2013 Fiscal Year Annual Research Report
Project/Area Number |
23760025
|
Research Institution | The University of Tokyo |
Principal Investigator |
米谷 玲皇 東京大学, 工学(系)研究科(研究院), 講師 (90466780)
|
Keywords | ナノメカニクス / プラズモニクス / 超薄膜 / 集束イオンビーム / ナノ機械振動子 / NEMS / 波長計測 / 光通信 |
Research Abstract |
本研究目的であるナノメカニカル振動子による高分解能な光波長計測に向け、その鍵となる振動子高Q値化手法の確立と振動子上に配置するプラズモニック構造の光波長に対する高感度化の研究を進め、波長計測の高分解能化を行った。 ナノメカニカル振動子の高Q値化手法については、特に、素子化に向けた振動の電気的検出を念頭におき研究を進めた。振動子の構造材料としては、グラフェンを用いた。結果として、レジスト(HSQ)/金属(Au/Cr電極)の2層構造を振動子固定端に配置,そのアンダーカット部を熱処理により屈曲させ振動子に歪を与える方法を考案し、電気的振動検出が可能な振動子構造での振動子の高Q値化を達成した。得られた最高Q値は10411であり、本年度考案した手法により、振動子の一層の高Q化(昨年度Q値:約7000)を行えることを確認した。 光波長計測については、振動子上に配置するプラズモニック構造をU-shaped cavity構造とすることにより、光波長に対する高感度化を試みた。U-shaped cavity構造の特徴は、形状・材質により共鳴波長範囲を任意に設計できること,反射率をほぼ0%まで制御できることである。本研究では、Au/DLC2層構造からなるU-shaped cavityを組み込んだメカニカル振動子を作製した。結果として、その波長計測分解能は、2.2 pmであった。
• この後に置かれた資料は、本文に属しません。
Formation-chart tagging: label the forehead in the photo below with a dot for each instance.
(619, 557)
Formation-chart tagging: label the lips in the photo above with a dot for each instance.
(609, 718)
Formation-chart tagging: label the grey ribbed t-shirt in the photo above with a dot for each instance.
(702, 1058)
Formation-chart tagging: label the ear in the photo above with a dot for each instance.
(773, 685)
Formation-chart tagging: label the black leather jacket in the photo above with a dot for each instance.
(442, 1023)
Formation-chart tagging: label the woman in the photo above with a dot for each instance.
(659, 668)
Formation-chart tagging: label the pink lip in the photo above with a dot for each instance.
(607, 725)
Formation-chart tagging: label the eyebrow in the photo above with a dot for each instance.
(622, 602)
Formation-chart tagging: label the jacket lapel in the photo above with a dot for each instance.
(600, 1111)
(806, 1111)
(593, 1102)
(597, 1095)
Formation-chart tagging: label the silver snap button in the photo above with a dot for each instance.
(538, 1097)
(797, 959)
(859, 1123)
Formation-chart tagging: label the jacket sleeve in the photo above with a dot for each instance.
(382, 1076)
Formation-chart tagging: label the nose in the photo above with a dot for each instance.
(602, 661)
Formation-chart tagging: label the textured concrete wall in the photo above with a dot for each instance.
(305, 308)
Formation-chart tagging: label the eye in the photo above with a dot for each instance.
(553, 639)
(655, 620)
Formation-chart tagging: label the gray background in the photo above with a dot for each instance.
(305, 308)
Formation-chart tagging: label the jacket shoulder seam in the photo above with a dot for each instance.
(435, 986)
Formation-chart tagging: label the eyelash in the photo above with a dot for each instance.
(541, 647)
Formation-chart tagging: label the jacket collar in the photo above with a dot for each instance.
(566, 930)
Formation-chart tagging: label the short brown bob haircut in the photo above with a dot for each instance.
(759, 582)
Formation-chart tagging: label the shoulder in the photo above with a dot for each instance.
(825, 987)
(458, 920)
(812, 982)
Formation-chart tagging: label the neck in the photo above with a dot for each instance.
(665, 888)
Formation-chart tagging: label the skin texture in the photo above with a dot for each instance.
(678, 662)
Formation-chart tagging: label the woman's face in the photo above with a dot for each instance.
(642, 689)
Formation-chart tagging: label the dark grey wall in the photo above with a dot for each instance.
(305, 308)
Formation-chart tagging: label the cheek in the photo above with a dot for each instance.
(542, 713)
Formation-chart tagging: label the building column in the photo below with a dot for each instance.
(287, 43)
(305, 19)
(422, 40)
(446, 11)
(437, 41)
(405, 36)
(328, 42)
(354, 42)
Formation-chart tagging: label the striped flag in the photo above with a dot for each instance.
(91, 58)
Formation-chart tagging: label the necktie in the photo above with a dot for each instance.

昨年試作したブルズアイ構造を活用した場合の波長計測分解能が24pmであったことと比較し、本構造を活用することによりおよそ10倍の高分解能化を達成した。 以上により、本研究により獲得した知見・技術は、ナノメカニカル素子を活用したpm分解能の波長計測素子作製の基盤となるものであり、本研究目的の光通信技術への応用に加え、分光器など先端科学計測機器の高度化に貢献するものと考えられる。